The table below displays our mortgage insurer counterparties that provided approximately 10% or more of the risk in force mortgage insurance coverage on the single-family loans in our guaranty book of business.
Percentage of Total Risk in Force Mortgage Insurance Coverage
September 30, 2018
December 31, 2017
Arch Capital Group Ltd.
Radian Guaranty, Inc.
Mortgage Guaranty Insurance Corp.
Genworth Mortgage Insurance Corp.
Essent Guaranty, Inc.
Insurance coverage amounts provided for each counterparty may include coverage provided by affiliates and subsidiaries of the counterparty.
Three of our mortgage insurer counterparties that are currently not approved to write new business are in run-off: PMI Mortgage Insurance Co. (“PMI”), Triad Guaranty Insurance Corporation (“Triad”) and Republic Mortgage Insurance Company (”RMIC”). Entering run-off may close off a source of profits and liquidity that may have otherwise assisted a mortgage insurer in paying claims under insurance policies, and could also cause the quality and speed of its claims processing to deteriorate. These three mortgage insurers provided a combined $5.0 billion, or 3%, of our risk in force mortgage insurance coverage of our single-family guaranty book of business as of September 30, 2018.
PMI and Triad have been paying only a portion of policyholder claims and deferring the remaining portion. PMI is currently paying 72.5% of claims under its mortgage insurance policies in cash and is deferring the remaining 27.5%, and Triad is currently paying 75% of claims in cash and deferring the remaining 25%. It is uncertain whether PMI or Triad will be permitted in the future to pay any remaining deferred policyholder claims and/or increase or decrease the amount of cash they pay on claims. RMIC is no longer deferring payments on policyholder claims and has paid us its previously outstanding deferred payment obligations as well as interest on those obligations; however, RMIC remains in run-off.

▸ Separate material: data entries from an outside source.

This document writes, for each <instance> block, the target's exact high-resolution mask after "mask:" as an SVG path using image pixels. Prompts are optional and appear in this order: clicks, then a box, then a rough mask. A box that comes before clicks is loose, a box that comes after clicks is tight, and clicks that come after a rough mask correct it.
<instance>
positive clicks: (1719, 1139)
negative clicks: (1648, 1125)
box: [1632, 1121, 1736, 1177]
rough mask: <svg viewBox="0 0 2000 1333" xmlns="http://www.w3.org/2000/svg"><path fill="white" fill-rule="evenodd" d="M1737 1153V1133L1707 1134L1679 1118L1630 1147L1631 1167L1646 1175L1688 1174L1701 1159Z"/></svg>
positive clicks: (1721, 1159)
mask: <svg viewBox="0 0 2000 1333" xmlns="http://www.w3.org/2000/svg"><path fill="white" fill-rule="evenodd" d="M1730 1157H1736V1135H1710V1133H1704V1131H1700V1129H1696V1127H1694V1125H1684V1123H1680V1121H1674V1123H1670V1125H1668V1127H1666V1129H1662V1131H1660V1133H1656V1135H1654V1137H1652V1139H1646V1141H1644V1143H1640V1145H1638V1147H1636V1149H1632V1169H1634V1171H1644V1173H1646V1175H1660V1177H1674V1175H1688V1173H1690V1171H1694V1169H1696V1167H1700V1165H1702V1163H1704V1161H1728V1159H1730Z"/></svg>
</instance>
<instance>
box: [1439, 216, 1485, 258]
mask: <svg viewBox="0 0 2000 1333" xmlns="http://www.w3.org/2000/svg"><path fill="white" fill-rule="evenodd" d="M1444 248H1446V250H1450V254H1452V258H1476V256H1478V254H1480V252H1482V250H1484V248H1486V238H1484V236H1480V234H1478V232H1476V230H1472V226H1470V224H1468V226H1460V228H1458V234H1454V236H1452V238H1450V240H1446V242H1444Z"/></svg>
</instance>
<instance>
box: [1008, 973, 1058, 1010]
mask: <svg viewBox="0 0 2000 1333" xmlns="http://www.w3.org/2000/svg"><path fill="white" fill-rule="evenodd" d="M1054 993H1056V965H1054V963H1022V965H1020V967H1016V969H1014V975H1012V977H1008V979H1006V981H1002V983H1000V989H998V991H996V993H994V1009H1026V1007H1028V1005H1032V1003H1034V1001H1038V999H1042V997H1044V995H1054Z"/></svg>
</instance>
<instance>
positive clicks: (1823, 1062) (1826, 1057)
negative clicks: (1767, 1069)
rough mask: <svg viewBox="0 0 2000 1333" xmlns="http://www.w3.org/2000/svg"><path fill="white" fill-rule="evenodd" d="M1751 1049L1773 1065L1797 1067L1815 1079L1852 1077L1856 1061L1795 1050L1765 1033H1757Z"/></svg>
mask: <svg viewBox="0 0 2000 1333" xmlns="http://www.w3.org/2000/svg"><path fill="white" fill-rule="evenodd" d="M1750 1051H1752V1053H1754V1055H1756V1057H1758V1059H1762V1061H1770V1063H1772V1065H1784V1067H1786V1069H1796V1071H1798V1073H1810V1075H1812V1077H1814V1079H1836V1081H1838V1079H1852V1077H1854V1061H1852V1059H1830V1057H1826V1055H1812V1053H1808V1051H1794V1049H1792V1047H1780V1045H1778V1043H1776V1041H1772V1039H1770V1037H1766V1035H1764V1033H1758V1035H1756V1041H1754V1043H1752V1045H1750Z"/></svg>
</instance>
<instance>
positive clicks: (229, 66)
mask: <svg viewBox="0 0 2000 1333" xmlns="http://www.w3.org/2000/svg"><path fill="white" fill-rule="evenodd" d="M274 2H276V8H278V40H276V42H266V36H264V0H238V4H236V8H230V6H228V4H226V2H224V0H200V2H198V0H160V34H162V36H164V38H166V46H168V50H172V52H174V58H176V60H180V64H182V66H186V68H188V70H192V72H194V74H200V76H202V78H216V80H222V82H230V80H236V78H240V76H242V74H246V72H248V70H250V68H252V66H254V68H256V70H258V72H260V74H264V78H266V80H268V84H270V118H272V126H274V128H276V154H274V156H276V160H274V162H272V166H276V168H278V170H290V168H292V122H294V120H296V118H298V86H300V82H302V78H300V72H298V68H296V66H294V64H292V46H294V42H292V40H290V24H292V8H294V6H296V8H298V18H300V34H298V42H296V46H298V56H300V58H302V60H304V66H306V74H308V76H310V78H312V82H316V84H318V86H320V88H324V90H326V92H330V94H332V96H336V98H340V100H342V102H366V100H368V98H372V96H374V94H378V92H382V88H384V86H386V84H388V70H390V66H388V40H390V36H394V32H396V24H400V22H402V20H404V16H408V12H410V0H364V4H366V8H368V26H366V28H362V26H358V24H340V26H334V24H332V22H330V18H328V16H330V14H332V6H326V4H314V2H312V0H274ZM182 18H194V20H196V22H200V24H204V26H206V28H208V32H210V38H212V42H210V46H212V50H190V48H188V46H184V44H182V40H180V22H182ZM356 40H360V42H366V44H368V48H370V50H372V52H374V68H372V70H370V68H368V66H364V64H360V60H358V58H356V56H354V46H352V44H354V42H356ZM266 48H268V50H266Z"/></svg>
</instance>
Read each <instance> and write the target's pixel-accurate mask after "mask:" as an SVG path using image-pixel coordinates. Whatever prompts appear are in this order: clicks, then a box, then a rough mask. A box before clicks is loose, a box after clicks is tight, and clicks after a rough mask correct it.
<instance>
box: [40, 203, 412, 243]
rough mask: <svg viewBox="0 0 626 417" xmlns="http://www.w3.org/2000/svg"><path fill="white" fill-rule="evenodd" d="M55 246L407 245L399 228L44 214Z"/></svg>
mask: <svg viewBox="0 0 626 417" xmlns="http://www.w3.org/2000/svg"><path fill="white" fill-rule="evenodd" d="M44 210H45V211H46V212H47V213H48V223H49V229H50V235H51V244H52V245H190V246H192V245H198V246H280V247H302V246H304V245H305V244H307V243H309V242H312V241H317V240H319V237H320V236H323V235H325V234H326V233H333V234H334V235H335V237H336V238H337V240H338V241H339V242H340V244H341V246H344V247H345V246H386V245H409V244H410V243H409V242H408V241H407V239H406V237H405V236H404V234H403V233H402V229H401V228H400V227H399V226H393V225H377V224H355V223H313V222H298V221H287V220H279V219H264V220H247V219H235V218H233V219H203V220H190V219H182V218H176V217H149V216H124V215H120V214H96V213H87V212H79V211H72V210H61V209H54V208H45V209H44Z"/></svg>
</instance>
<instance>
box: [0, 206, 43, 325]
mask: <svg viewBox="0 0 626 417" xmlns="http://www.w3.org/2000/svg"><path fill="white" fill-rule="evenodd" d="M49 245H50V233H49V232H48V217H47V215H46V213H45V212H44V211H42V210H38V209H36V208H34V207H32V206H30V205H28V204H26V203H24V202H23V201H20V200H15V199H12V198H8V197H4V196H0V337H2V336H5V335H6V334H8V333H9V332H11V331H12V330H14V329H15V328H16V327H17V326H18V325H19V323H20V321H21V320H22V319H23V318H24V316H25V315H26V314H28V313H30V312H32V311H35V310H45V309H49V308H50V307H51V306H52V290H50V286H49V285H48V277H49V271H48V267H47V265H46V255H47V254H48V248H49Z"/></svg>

We have counterparty credit risk relating to the potential insolvency of, or non-performance by, mortgage insurers that insure single-family loans we purchase or guarantee. There is risk that these counterparties may fail to fulfill their obligations to pay our claims under insurance policies. If we determine that it is probable that we will not collect all of our claims from one or more of our mortgage insurer counterparties, it could increase our loss reserves, which could adversely affect our results of operations, liquidity, financial condition and net worth.
When we estimate the credit losses that are inherent in our mortgage loans and under the terms of our guaranty obligations we also consider the recoveries that we will receive on primary mortgage insurance, as mortgage insurance recoveries would reduce the severity of the loss associated with defaulted loans. We evaluate the financial condition of our mortgage insurer counterparties and adjust the contractually due recovery amounts to ensure that only probable losses as of the balance sheet date are included in our loss reserve estimate. As a result, if our assessment of one or more of our mortgage insurer counterparties’ ability to fulfill their respective obligations to us worsens, it could increase our loss reserves. As of September 30, 2018 and December 31, 2017, the amount by which our estimated benefit from mortgage insurance reduced our loss reserves was $710 million and $989 million, respectively.